Li Ying is a fictional character in Water Margin, one of the four great classical novels in Chinese literature. Nicknamed "Striking Hawk", he ranks 11th among the 36 Heavenly Spirits, the first third of the 108 Stars of Destiny.

Background
The novel depicts Li Ying as unique-looking with eyes like those of a hawk, a head like that of a tiger, arms like those of an ape and a waist like that of a wolf. In battles he dons a red robe, rides a white stallion and wields a steel spear. He is known for his deadly accuracy in throwing daggers, for which he is nicknamed "Striking Hawk".
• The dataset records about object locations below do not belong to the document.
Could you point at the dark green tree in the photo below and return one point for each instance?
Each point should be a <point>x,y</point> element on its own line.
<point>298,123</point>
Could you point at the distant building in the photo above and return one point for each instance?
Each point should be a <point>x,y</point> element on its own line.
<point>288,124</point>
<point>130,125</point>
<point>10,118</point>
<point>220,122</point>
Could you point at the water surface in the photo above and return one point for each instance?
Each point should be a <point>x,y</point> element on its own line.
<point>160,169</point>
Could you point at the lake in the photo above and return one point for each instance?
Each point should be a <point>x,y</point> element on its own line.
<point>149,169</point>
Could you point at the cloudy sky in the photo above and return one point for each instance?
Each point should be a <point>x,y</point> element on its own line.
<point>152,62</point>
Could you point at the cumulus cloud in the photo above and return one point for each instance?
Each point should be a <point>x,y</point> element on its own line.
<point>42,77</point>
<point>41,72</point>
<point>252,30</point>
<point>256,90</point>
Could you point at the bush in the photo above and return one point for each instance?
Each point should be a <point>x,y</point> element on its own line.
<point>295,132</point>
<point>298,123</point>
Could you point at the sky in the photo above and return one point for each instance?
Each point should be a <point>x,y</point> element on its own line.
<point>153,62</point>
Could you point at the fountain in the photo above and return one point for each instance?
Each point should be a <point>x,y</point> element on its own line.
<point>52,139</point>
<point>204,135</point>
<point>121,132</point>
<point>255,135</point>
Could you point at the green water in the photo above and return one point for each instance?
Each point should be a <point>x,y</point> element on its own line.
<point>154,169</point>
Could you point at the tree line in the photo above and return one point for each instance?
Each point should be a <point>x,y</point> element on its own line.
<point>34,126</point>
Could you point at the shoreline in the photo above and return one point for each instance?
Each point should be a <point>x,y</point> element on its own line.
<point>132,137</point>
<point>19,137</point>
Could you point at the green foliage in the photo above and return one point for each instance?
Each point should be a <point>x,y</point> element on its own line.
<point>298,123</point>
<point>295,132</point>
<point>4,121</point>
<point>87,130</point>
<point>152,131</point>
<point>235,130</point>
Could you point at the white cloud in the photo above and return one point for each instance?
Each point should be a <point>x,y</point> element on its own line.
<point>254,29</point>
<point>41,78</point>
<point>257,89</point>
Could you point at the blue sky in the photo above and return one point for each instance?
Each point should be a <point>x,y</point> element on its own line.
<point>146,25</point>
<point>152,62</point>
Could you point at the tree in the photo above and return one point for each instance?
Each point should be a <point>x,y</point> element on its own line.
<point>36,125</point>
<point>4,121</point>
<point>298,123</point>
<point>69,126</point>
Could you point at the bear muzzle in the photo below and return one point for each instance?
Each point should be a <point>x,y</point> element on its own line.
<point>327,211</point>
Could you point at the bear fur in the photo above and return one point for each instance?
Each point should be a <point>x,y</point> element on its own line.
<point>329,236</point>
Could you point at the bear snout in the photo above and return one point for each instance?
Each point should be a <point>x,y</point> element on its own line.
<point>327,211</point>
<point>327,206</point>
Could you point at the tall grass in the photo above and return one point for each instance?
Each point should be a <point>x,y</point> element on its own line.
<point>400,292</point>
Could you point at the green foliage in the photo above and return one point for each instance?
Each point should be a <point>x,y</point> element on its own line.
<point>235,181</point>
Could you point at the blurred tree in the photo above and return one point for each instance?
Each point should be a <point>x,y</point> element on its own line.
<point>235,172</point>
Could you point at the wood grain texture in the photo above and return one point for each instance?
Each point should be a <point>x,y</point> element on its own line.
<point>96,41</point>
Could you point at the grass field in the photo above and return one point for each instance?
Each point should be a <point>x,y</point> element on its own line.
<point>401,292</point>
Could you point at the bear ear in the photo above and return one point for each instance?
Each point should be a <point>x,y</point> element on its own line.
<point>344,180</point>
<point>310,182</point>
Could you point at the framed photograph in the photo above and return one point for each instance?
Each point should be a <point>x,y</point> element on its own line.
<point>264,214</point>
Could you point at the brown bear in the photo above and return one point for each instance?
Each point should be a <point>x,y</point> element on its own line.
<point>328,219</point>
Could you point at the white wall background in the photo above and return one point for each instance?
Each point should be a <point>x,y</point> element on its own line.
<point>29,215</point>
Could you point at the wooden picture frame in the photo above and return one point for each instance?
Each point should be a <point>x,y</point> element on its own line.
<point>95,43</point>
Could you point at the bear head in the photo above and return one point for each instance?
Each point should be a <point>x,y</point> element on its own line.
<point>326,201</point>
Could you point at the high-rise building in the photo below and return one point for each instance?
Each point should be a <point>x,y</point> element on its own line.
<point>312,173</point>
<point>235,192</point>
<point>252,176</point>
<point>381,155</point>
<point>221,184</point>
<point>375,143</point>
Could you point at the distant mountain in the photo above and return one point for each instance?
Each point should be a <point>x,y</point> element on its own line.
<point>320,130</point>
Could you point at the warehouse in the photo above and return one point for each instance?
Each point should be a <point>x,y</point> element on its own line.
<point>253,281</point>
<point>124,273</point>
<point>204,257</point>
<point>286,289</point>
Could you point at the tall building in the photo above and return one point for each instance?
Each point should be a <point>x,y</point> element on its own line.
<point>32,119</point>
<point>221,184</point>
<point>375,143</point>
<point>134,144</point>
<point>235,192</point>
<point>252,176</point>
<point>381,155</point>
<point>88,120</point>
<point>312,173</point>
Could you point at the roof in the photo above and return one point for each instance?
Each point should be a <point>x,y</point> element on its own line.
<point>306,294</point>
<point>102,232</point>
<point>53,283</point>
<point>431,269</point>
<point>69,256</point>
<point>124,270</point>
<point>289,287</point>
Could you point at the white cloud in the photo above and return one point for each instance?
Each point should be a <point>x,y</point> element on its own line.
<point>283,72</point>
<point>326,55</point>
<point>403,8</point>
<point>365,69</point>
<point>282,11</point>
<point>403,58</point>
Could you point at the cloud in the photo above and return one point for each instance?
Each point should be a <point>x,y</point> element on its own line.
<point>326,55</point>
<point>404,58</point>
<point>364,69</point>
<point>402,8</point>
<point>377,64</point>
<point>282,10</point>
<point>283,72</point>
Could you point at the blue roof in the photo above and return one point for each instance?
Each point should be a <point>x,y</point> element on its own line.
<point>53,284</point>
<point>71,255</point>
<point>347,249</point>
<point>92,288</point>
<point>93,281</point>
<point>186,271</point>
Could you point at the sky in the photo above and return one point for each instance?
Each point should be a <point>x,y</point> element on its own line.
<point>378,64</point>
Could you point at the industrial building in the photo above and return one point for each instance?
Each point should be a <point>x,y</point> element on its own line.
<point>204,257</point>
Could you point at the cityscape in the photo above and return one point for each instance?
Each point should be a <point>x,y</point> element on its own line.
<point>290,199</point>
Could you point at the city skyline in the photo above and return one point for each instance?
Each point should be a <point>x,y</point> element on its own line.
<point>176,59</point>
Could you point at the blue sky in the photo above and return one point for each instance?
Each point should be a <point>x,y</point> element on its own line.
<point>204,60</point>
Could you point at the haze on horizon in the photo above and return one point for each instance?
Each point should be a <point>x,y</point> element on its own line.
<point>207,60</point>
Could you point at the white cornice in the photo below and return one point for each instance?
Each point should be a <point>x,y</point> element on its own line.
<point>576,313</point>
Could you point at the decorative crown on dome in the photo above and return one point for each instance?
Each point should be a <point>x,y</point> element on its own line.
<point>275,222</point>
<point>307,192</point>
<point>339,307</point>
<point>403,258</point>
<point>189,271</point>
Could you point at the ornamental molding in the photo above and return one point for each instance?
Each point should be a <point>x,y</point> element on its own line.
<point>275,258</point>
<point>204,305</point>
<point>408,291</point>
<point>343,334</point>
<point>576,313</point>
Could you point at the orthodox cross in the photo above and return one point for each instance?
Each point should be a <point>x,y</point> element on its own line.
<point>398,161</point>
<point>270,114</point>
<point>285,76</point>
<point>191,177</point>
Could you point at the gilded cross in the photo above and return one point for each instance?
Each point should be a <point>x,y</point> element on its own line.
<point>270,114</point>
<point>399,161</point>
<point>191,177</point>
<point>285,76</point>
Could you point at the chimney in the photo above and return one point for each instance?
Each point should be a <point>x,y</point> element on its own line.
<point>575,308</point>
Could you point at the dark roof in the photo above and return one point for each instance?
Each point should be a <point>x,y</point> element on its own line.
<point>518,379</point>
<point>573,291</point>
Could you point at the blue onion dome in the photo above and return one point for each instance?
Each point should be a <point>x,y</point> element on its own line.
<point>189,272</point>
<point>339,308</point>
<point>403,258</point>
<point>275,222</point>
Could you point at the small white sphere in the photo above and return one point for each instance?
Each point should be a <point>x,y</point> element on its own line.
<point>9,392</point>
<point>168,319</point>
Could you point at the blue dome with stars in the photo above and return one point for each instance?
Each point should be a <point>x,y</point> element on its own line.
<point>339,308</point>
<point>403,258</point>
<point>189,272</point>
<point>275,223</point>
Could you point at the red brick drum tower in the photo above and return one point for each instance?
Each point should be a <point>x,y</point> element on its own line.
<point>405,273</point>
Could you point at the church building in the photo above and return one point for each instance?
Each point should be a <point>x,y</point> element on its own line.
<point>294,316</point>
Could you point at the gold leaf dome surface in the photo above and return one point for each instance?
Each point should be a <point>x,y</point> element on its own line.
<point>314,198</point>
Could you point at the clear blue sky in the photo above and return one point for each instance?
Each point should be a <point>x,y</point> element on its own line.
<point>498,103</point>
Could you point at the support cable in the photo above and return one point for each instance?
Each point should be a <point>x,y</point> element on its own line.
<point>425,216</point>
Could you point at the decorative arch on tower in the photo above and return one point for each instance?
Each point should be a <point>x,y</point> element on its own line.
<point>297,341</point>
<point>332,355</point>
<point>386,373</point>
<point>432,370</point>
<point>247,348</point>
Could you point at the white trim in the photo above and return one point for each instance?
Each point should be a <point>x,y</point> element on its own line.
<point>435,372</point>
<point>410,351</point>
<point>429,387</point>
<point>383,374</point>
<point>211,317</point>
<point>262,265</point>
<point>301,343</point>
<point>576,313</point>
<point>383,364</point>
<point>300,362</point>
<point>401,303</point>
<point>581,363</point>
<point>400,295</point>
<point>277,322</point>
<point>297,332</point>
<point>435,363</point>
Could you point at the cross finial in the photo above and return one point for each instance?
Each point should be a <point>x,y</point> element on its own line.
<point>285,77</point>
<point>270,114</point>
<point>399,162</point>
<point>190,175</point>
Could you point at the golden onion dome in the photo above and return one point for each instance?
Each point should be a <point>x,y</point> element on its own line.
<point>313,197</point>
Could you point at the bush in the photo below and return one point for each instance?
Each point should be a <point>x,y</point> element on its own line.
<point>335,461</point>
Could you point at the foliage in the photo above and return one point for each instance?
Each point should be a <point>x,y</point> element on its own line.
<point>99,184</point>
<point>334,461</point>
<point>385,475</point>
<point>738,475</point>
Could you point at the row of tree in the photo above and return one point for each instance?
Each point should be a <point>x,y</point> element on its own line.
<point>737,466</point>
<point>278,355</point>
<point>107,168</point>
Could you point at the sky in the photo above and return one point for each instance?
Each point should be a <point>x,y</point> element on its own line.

Li Ying is the master of the Li Family Manor, which stands with the Zhu and Hu Family Manors on the Lone Dragon Ridge () located in Yunzhou () (Zhongshan Prefecture ()  in present-day Dongping County, Shandong province). Wealthy and in command of a militia force, Li Ying is generous and likes to make friends with chivalrous men.

Battle of the Zhu Family Village
Shi Qian is seized by the Zhu Family Manor after he stole the only rooster of an inn under the Zhus and cooked it for meal. His companions Yang Xiong and Shi Xiu, who are travelling with him to join the Liangshan outlaws, stumble into the neighbouring Li Family Manor  pursued by men of the Zhu family. They run into Li Ying's steward Du Xing, who has once received help from Yang Xiong in Jizhou when Yang was a chief warden. Du brings them to his master Li Ying, who thinks the incident could be easily resolved. He writes a letter to the Zhus, politely asking them to release Shi Qian. His request rejected, Li writes a second letter and sends Du Xing to deliver it to show he is earnest about the matter. This time the Zhus malign him, alleging that he is linked to Liangshan. Infuriated, Li leads some men to the Zhu Manor to avenge the insult. Zhu Biao hits Li Ying with an arrow, causing him to fall off his horse. Yang Xiong and Shi Xiu rush forth to pull him to safety.

Joining Liangshan
Yang Xiong and Shi Xiu reach Liangshan Marsh, their only hope to save Shi Qian. Chao Gai, the chief of Liangshan, sends Song Jiang to lead a military attack on the Zhu Family Manor. It is a tough fight that takes the outlaws three offensives to finally overrun the place. Li Ying did not participate in the battles because he wanted no association with the outlaws. Besides he was nursing his injured arm.

Song Jiang, however, wants to recruit Li Ying into his band. After finishing off the Zhus, he sends men to the Li Family Manor disguised as constables to "arrest" Li Ying and Du Xing for collaboration with outlaws. As the two are being "escorted" to the prefecture office, some Liangshan outlaws "rescue" them. When Li Ying realises he has been duped, he has no choice but to join the stronghold.

Campaigns and later life
Li Ying is placed in charge of Liangshan's accounts with Chai Jin after the 108 Stars of Destiny came together in what is called the "Grand Assembly". He participates in the campaigns against the Liao invaders and rebel forces in Song territory following amnesty from Emperor Huizong for Liangshan. 

Li Ying is one of the few Liangshan heroes who survive the campaigns. He is appointed an official in recognition of his contributions. Six months into his job, Li Ying learns that Chai Jin has resigned and returned home. He too feigns illness and quits his post. He and Du Xing go back to their manor at Lone Dragon Ridge and live in comfort for the rest of their lives.